Sunday March 14.
My dear Henry
It is very affectionate of you to keep your intention of being here for Rosamonds <1> Birthday. – I am afraid it will occasion you an extra journey – but I suppose you don’t mind that as you are fond of changing air frequently. – Nicholl <2> suggests that, in case of your returning to Town so soon, it wd be the best plan for you to leave some of you wardrobe in the hands of the Laundress there, instead of bringing it down here.– as he can supply you here without any of the things which you have got with you there.– I long to see your portrait. <3>–
yr affectionate
Constance
H. Fox Talbot Esqre
31. Sackville StreetLondon
Notes:
1. Rosamond Constance ‘Monie’ Talbot (1837–1906), artist & WHFT’s 2nd daughter.
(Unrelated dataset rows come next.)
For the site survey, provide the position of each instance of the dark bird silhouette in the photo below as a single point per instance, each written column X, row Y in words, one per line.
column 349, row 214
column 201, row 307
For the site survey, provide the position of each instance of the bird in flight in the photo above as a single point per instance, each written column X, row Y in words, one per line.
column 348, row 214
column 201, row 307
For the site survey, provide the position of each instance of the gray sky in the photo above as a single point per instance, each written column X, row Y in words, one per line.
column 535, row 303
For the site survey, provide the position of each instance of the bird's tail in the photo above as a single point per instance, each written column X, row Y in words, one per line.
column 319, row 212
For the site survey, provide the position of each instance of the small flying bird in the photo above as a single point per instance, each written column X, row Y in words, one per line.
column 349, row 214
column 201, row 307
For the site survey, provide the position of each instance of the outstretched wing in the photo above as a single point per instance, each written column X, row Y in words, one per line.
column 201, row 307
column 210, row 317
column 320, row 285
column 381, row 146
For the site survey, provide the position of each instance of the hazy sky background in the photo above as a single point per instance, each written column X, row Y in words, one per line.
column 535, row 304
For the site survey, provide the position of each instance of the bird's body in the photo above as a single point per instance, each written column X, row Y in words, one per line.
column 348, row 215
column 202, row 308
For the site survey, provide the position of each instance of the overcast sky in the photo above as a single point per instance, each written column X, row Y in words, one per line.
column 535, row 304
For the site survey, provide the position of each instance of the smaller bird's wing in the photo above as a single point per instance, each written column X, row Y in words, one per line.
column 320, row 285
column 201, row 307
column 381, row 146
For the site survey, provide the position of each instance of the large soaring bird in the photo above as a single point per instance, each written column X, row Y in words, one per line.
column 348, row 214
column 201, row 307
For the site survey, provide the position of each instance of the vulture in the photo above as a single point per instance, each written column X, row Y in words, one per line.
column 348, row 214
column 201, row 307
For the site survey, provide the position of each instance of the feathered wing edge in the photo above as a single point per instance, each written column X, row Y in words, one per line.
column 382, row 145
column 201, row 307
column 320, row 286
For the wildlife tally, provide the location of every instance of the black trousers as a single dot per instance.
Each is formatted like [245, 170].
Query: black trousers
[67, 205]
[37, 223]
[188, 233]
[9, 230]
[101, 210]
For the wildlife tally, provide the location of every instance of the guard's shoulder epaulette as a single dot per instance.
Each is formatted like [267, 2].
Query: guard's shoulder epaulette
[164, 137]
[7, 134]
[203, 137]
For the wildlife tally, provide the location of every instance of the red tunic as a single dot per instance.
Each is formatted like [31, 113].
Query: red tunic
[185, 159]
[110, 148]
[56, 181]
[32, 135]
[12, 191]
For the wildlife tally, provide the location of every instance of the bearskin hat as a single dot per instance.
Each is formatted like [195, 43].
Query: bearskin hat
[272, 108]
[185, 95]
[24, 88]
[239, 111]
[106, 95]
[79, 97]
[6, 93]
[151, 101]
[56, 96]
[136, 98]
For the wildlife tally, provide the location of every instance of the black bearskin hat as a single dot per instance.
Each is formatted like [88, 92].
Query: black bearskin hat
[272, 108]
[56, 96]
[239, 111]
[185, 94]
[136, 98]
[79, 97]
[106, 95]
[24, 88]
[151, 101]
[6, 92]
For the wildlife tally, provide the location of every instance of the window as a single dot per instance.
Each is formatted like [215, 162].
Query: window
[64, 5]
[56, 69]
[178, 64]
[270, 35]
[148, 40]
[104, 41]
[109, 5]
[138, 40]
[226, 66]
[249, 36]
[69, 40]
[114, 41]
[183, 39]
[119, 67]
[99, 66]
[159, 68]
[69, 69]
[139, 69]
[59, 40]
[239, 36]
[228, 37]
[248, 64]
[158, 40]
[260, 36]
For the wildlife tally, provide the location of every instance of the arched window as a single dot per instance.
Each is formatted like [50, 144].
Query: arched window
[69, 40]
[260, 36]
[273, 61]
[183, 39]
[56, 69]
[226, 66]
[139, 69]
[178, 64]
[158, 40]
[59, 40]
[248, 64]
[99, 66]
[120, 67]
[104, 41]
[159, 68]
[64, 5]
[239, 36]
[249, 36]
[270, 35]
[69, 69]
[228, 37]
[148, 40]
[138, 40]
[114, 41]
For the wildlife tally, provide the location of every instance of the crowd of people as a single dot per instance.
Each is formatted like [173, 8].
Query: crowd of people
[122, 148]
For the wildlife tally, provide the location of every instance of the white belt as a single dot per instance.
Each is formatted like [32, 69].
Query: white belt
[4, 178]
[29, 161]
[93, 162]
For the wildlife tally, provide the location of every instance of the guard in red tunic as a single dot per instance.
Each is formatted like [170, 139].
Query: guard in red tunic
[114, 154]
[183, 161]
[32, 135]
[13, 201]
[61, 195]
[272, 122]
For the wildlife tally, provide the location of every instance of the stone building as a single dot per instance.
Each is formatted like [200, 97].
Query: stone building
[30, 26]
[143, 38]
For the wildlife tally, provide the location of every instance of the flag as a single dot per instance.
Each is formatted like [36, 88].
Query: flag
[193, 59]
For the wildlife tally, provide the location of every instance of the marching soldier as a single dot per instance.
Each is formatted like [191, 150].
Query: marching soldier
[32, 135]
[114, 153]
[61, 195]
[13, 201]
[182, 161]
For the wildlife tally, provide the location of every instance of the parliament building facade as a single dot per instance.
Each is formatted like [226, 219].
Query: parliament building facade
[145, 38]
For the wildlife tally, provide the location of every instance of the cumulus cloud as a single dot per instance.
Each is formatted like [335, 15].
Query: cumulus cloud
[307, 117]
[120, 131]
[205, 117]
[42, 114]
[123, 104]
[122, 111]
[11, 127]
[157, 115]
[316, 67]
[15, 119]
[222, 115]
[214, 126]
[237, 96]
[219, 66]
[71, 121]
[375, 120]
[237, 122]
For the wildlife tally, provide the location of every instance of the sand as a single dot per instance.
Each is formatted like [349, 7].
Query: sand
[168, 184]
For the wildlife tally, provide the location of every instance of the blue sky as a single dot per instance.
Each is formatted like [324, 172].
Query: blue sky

2. Nicolaas Henneman (1813–1898), Dutch, active in England; WHFT’s valet, then assistant; photographer.
3. Very few portraits of WHFT have survived, one of the best is a daguerreotype portrait taken by Richard Beard (1801–1885), coal merchant & daguerreotypist, London; Beard opened the first daguerreotype studio in England on the roof of the Regent Street Polytechnic in March 1841. For a reproduction of this image see H.J.P. Arnold, William Henry Fox Talbot: Pioneer of photography and man of science (London: Hutchinson Benham, 1977).
4. WHFT had published an article in the latest issue of The Literary Gazette and Journal of belles lettres, science and art. See ‘Fine Arts: Calotype (Photogenic) Drawing’, The Literary Gazette and Journal of belles lettres, science and art, no. 1258, 27 February 1841, pp. 139-140.